The above finding suggests that the reformulated OxyContin is capable of achieving its intended purpose of curtailing abuse and can create a sharp initial drop in abuse rates amongst participants [17]. However, because the effectiveness of deterrent technologies is imperfect, a residual level of abuse still persists and abusers may preferentially choose formulations without abuse deterrent features. In a survey study of 88 opioid abusers familiar with tampering the reformulated OxyContin, 34% were able to bypass the abuse deterrent features and prepare a solution for snorting or injection. Furthermore, some abusers may migrate to non-prescription and illegal opioids such as heroin [14].

Oxymorphone hydrochloride

Oxymorphone is a semi-synthetic opioid analgesic that was first introduced to the U.S. in 1959, and is now one of the most popular drugs for abuse. In a study sample of over 12,000 opioid abuse forum posts occurring online, oxymorphone was ranked as the most highly endorsed pain medication for abuse [5]. Oxymorphone is available orally in both an immediate release and ER products. The ER formulation (i.e., Opana ER) is now manufactured to have deterrent properties (Figure 1), predominantly crush resistance. This may be beneficial as its abuse by nasal insufflation has been reported to be the most popular alternate ROA based on a study of patients being treated for abuse disorders across 464 facilities in the U.S. [6]. Other, less preferred routes included swallowing intact tablets (47%), injecting (20%), chewing (13%), and via multi-step tampering methods (13%). Again, participants were allowed to choose more than one preferred ROA, resulting in a responder count greater than 100%. Of these routes, parenteral administration could be the riskiest in that there have been numerous reports of induced thrombotic microangiopathy and acute kidney injury resulting from injection of Opana ER [18].

developing-drugs-Several-technologies

Figure 1: Several technologies utilized in commercial preparation of abuse deterrent formulations.

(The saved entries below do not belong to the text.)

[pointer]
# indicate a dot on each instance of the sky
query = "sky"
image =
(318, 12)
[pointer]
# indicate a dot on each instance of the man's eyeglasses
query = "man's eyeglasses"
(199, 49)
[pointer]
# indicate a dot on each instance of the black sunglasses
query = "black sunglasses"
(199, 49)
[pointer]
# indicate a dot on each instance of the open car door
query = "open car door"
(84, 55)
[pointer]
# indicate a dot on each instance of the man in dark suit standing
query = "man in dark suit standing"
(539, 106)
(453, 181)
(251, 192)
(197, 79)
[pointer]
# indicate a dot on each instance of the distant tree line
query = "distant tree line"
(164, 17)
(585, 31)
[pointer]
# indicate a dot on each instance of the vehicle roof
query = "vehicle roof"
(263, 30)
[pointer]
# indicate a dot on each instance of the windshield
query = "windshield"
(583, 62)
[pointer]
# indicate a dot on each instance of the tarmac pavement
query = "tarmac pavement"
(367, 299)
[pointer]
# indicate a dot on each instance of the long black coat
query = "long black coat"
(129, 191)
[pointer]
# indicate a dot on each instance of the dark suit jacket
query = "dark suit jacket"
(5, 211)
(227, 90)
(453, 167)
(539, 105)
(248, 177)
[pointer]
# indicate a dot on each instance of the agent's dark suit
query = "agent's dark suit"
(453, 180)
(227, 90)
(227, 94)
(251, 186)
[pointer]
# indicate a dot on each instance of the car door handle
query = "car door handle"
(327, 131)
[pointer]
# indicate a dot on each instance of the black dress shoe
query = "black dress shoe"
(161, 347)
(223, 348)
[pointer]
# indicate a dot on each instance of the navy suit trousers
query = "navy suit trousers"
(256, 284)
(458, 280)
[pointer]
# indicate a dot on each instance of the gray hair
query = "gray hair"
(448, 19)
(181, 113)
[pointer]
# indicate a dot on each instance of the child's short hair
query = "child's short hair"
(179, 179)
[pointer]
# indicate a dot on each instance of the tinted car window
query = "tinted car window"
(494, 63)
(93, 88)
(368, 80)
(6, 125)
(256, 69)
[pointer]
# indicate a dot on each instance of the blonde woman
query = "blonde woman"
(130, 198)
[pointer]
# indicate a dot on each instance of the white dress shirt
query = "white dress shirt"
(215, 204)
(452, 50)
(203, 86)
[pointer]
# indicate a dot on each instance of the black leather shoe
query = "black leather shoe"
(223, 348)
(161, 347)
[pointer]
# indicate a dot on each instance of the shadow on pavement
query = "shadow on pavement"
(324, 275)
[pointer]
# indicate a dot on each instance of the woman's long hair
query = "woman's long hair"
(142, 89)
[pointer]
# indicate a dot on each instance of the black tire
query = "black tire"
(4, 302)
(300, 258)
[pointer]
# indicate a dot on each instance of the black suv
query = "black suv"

When compared to oxycodone, oxymorphone has similar abuse potential when given at higher doses. In a double-blind, placebocontrolled inpatient study, healthy opioid users were given IR formulations of both oxymorphone and oxycodone in order to compare their abuse liability to one another across numerous parameters. Results showed that at lower doses, oxymorphone was generally less potent than oxycodone across several pharmacodynamics measures, and produced less adverse effects. However, when dosage amounts were increased to around 40 mg, the abuse liability of the two drugs were largely similar [19].

Tapentadol

Tapentadol is a synthetically-derived opioid analgesic which is currently distributed in the U.S. by Depomed Inc. An immediate release formulation was first introduced in 2008, followed by an ER formulation almost 3 years later. Each product is branded under the trade name Nucynta and Nucynta ER (Figure 1). The frequency of reported abuse of tapentadol is significantly less than most other opioid formulations, with the exception of hydromorphone when adjusted for prescription volume [20]. Additionally, internet discussions amongst regular opioid users from numerous online forums showed that the proportion of posts dedicated to tapentadol endorsement and abuse were significantly lower than all other comparator products [21]. Furthermore, abusers who initiate opioid abuse with tapentadol were shown to be less likely to develop advancing dependent behaviors, such as collecting overlapping prescriptions from more than one prescriber in different pharmacies (i.e., doctor shopping) [22].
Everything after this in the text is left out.